You can then use this post-activation gradient `dAL` to keep going backward. As seen in Figure 5, you can now feed in `dAL` into the LINEAR->SIGMOID backward function you implemented (which will use the cached values stored by the L_model_forward function). After that, you will have to use a `for` loop to iterate through all the other layers using the LINEAR->RELU backward function. You should store each dA, dW, and db in the grads dictionary. To do so, use this formula : 

$$grads["dW" + str(l)] = dW^{[l]}\tag{15} $$

For example, for $l=3$ this would store $dW^{[l]}$ in `grads["dW3"]`.

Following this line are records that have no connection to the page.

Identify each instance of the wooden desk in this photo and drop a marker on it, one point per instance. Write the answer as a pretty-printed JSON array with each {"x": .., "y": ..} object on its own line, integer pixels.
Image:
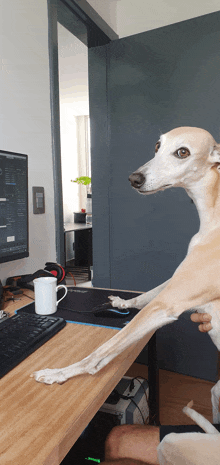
[{"x": 39, "y": 423}]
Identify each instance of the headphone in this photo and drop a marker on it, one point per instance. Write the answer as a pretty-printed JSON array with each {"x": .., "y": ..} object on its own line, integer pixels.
[{"x": 51, "y": 270}]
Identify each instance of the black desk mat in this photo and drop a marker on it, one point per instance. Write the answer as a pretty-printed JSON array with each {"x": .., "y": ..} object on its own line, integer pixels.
[{"x": 83, "y": 300}]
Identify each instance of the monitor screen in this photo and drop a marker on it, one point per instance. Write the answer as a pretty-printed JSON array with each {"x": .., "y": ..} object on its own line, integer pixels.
[{"x": 13, "y": 206}]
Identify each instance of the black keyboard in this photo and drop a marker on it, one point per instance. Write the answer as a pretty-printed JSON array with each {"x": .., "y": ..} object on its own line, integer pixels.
[{"x": 22, "y": 334}]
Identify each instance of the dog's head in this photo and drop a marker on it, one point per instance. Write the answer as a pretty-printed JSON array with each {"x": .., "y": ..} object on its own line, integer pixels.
[{"x": 182, "y": 157}]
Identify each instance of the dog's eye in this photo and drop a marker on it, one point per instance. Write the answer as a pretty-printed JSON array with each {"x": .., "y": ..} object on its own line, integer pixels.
[
  {"x": 157, "y": 146},
  {"x": 182, "y": 153}
]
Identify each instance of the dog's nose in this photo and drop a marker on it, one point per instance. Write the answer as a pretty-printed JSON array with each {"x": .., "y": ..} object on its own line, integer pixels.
[{"x": 137, "y": 179}]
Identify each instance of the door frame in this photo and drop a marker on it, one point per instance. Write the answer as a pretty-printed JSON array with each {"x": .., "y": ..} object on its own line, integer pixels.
[{"x": 77, "y": 20}]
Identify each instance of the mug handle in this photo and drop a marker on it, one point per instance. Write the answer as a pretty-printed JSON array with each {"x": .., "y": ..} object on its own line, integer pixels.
[{"x": 59, "y": 287}]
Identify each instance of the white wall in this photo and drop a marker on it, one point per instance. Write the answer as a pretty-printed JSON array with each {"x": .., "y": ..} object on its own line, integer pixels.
[
  {"x": 128, "y": 17},
  {"x": 25, "y": 118}
]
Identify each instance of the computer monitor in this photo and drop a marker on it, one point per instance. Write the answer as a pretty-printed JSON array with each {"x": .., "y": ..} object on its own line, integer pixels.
[{"x": 13, "y": 206}]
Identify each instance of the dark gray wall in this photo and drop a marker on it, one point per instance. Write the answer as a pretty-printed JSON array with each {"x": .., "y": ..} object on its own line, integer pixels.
[{"x": 142, "y": 86}]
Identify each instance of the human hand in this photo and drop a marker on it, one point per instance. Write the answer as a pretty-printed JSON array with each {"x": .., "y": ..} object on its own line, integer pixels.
[{"x": 204, "y": 320}]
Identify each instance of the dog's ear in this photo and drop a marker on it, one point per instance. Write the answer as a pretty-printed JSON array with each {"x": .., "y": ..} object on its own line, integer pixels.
[{"x": 214, "y": 156}]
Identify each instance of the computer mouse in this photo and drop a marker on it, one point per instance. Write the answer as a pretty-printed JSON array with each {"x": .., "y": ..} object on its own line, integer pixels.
[{"x": 106, "y": 310}]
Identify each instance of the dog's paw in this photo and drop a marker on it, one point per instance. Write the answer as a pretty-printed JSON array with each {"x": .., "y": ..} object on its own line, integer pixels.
[
  {"x": 49, "y": 376},
  {"x": 118, "y": 302}
]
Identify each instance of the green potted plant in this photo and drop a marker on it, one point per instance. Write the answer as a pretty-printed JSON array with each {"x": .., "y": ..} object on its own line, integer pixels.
[{"x": 80, "y": 217}]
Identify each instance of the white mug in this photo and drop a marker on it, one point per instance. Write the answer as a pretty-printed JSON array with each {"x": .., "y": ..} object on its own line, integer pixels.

**Exercise**: Implement backpropagation for the *[LINEAR->RELU] $\times$ (L-1) -> LINEAR -> SIGMOID* model.

In [21]:
def L_model_backward(AL, Y, caches):
    grads = {}
    L = len(caches)
    m = AL.shape[1]
    Y = Y.reshape(AL.shape)

    # 第L层
    dAL = -np.divide(Y, AL) + np.divide(1-Y, 1-AL)
    current_cache = caches[L-1]
    grads["dA" + str(L)], grads["dW" + str(L)], grads["db" + str(L)] = linear_activation_backward(dAL, current_cache, 'sigmoid')

    # 从L-1层依次反向传播
    for l in reversed(range(L-1)):
        current_cache = caches[l]
        dA_prev_temp, dW_temp, db_temp = linear_activation_backward(grads["dA"+str(l+2)], current_cache, "relu")
        grads["dA"+str(l+1)] = dA_prev_temp
        grads["dW"+str(l+1)] = dW_temp
        grads["db"+str(l+1)] = db_temp
    return grads

In [22]:
# 测试一下
AL, Y_assess, caches = L_model_backward_test_case()
grads = L_model_backward(AL, Y_assess, caches)
print("dW1 = ", grads["dW1"])
print("db1 = ", grads["db1"]) 
print("dA1 = ", grads["dA1"])

dW1 =  [[0.41010002 0.07807203 0.13798444 0.10502167]
 [0.         0.         0.         0.        ]
 [0.05283652 0.01005865 0.01777766 0.0135308 ]]
db1 =  [[-0.22007063]
 [ 0.        ]
 [-0.02835349]]
dA1 =  [[ 0.          0.52257901]
 [ 0.         -0.3269206 ]
 [ 0.         -0.32070404]
 [ 0.         -0.74079187]]


### 6.4 - 更新参数

In this section you will update the parameters of the model, using gradient descent: 

$$ W^{[l]} = W^{[l]} - \alpha \text{ } dW^{[l]} \tag{16}$$
$$ b^{[l]} = b^{[l]} - \alpha \text{ } db^{[l]} \tag{17}$$

where $\alpha$ is the learning rate. After computing the updated parameters, store them in the parameters dictionary. 

In [23]:
def update_parameters(parameters, grads, lr):
    L = len(parameters) // 2
    for l in range(L):
        parameters["W"+str(l+1)] -= lr*grads["dW"+str(l+1)]
        parameters["b"+str(l+1)] -= lr*grads["db"+str(l+1)]
    return parameters

In [24]:
# 测试一下
parameters, grads = update_parameters_test_case()
parameters = update_parameters(parameters, grads, 0.1)
print("W1 = ", parameters["W1"])
print("b1 = ", parameters["b1"])
print("W2 = ", parameters["W2"])
print("b2 = ", parameters["b2"])

W1 =  [[-0.59562069 -0.09991781 -2.14584584  1.82662008]
 [-1.76569676 -0.80627147  0.51115557 -1.18258802]
 [-1.0535704  -0.86128581  0.68284052  2.20374577]]
b1 =  [[-0.04659241]
 [-1.28888275]
 [ 0.53405496]]
W2 =  [[-0.55569196  0.0354055   1.32964895]]
b2 =  [[-0.84610769]]



## 7 - 总结

恭喜您实施构建深度神经网络所需的所有功能！

我们知道这是一个长期的任务，但前进只会变得更好。下一部分任务更容易。

在下一个任务中，你将把所有这些放在一起来构建两个模型：
- 双层神经网络
- 一个L层神经网络

实际上，您将使用这些模型来分类猫与非猫的图像！